The study was performed on a data set from Kaggle that compiled metrics of over 90,000 YouTube videos. The purpose of the study was to determine whether it was possible to build a model to predict the target (likes to views ratio) of a YouTube video. Furthermore, the study aimed to provide insights into questions such as:
What is the main factor influencing target ratio?
What categories of videos tend to perform the best?
What categories of videos tend to perform the worst?
Source: For this study, the data set with 92,275 observations and 20 variables from a Kaggle competition called “Predict Youtube Video Likes” was used.
The study allocated 40% of the data for Exploratory Data Analysis and used the other 60% for the predictive-modeling phase. Out of that data, 80% was allocated for training data set and the rest was used as a testing data set. Different types of models were created: Linear, lasso, ridge, and random forest models For each type of model, two variations were created: those that included interaction terms and those that did not. In the case of the random forest models, the variations were based on the number of trees.
The models were fitted into resamples to minimize the bias of the data by decreasing the chances of an scenario where the model memorizes the training set. The following metrics were obtained:
R-squared:
# A tibble: 8 × 9
wflow_id .config preproc model .metric .estimator mean n std_err
<chr> <chr> <chr> <chr> <chr> <chr> <dbl> <int> <dbl>
1 random_fore… Preprocess… recipe rand_… rsq standard 0.662 15 0.00210
2 random_fore… Preprocess… recipe rand_… rsq standard 0.661 15 0.00209
3 lm_no Preprocess… recipe linea… rsq standard 0.371 15 0.00277
4 lm_yes Preprocess… recipe linea… rsq standard 0.458 15 0.00365
5 lasso_no Preprocess… recipe linea… rsq standard 0.357 15 0.00220
6 lasso_yes Preprocess… recipe linea… rsq standard 0.384 15 0.00993
7 ridge_no Preprocess… recipe linea… rsq standard 0.369 15 0.00256
8 ridge_yes Preprocess… recipe linea… rsq standard 0.441 15 0.00533
Root Mean Squared Error:
# A tibble: 8 × 9
wflow_id .config preproc model .metric .estimator mean n std_err
<chr> <chr> <chr> <chr> <chr> <chr> <dbl> <int> <dbl>
1 random_for… Preprocess… recipe rand_… rmse standard 0.0246 15 9.89e-5
2 random_for… Preprocess… recipe rand_… rmse standard 0.0246 15 9.50e-5
3 lm_no Preprocess… recipe linea… rmse standard 0.0319 15 1.37e-4
4 lm_yes Preprocess… recipe linea… rmse standard 0.0296 15 1.26e-4
5 lasso_no Preprocess… recipe linea… rmse standard 0.0325 15 1.44e-4
6 lasso_yes Preprocess… recipe linea… rmse standard 0.0318 15 2.17e-4
7 ridge_no Preprocess… recipe linea… rmse standard 0.0320 15 1.39e-4
8 ridge_yes Preprocess… recipe linea… rmse standard 0.0301 15 1.49e-4
The results above show that the customized random forest model performed the best with a mean r-squared of 0.662 and a mean rmse of 0.0246. Thus, it was chosen as the model to be fitted in the testing set. The result of such operation is reflected in the visualization below which shows the predicted vs. the actual values in the testing set.

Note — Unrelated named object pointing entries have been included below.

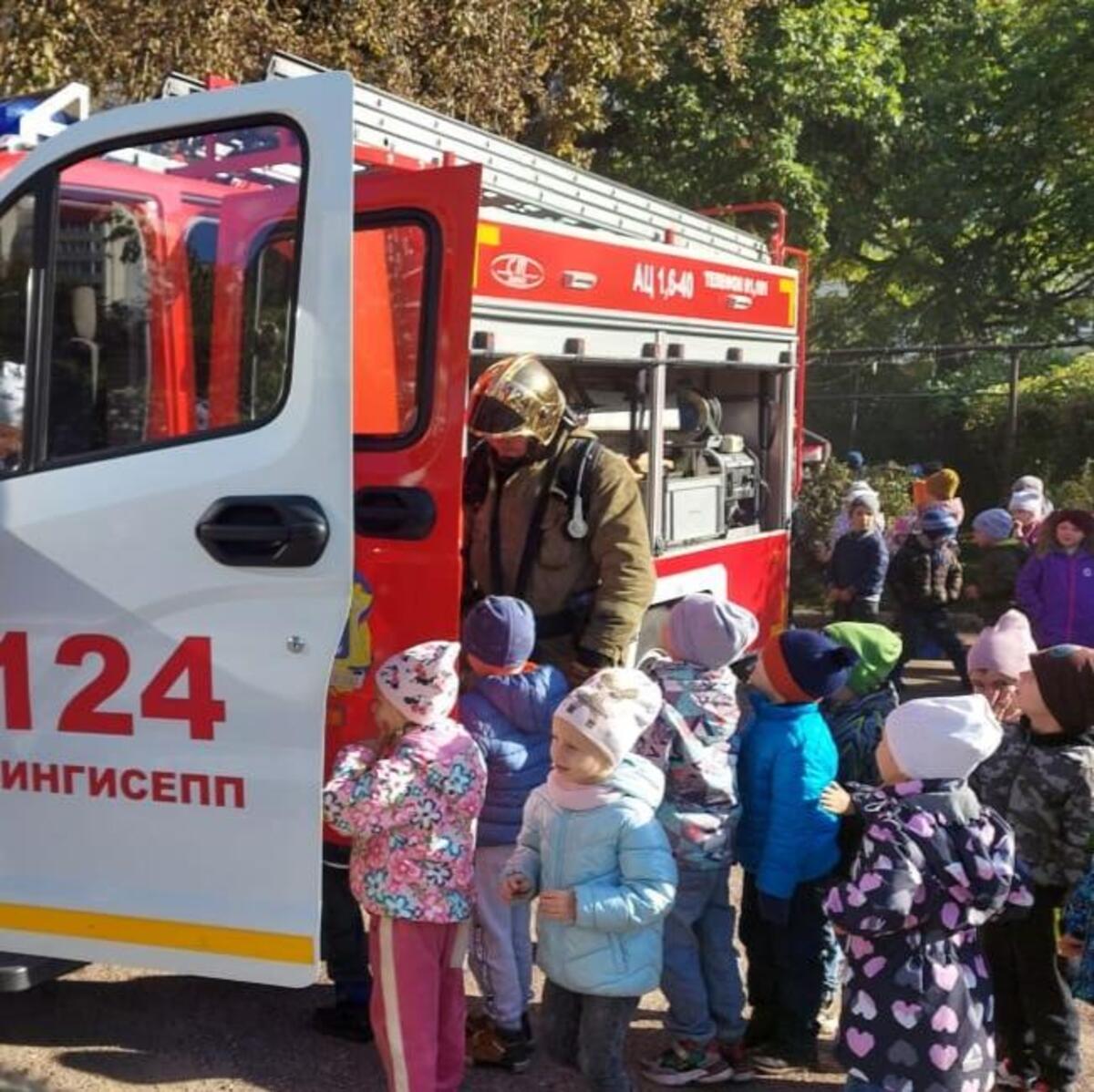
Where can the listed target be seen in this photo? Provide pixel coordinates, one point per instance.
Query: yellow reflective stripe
(154, 932)
(789, 285)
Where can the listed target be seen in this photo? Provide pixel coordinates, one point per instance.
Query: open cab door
(175, 528)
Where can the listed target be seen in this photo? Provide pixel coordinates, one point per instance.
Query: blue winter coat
(860, 561)
(787, 758)
(617, 860)
(1057, 592)
(509, 716)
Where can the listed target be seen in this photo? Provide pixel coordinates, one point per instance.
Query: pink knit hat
(421, 682)
(1005, 647)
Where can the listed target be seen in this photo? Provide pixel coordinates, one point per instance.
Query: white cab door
(175, 528)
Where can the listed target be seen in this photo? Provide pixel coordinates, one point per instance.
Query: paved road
(108, 1028)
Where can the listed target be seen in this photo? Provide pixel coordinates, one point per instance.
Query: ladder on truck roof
(525, 180)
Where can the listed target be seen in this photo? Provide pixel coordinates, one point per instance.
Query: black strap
(532, 541)
(535, 528)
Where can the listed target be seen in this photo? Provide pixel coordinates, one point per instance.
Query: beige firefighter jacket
(612, 563)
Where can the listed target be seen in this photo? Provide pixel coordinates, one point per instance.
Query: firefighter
(553, 518)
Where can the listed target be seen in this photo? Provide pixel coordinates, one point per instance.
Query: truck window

Moreover, the metrics of the fitted model in the testing set were: r-squared = 0.674 and rmse = 0.0240, which is very close to the mean values obtained across folds. This is an indicator that the model was built correctly.
Some of the main takeaways and conclusions were:
It was possible to build a model that could moderately predict the target of a YouTube video.
The model tends to under-predict at higher target values.
The coefficients of the linear model with interaction show that the impact of disabling comments should be further studied as one of the factors that drive target given that it has the biggest coefficient.
When isolating the effect of categories of videos in the regression, comedy and music videos perform the best in terms of target while sport and news/politics videos perform the worst.
The EDA shows that Fridays tend to be the days of release with the best target, while Sundays tend to be worst.
To improve the model, it is recommended to take into account variables such as video tags and titles since the presence/absence of certain words may affect the target. Additionally, collecting new metrics such as the season of the year when the videos were released or the number of subscribers of the channel that released the video would introduce new factors that could potentially improve model. Finally, an extension of this study could consider creating specific models for individual target ratios in response to the study’s weakness when predicting videos with higher targets.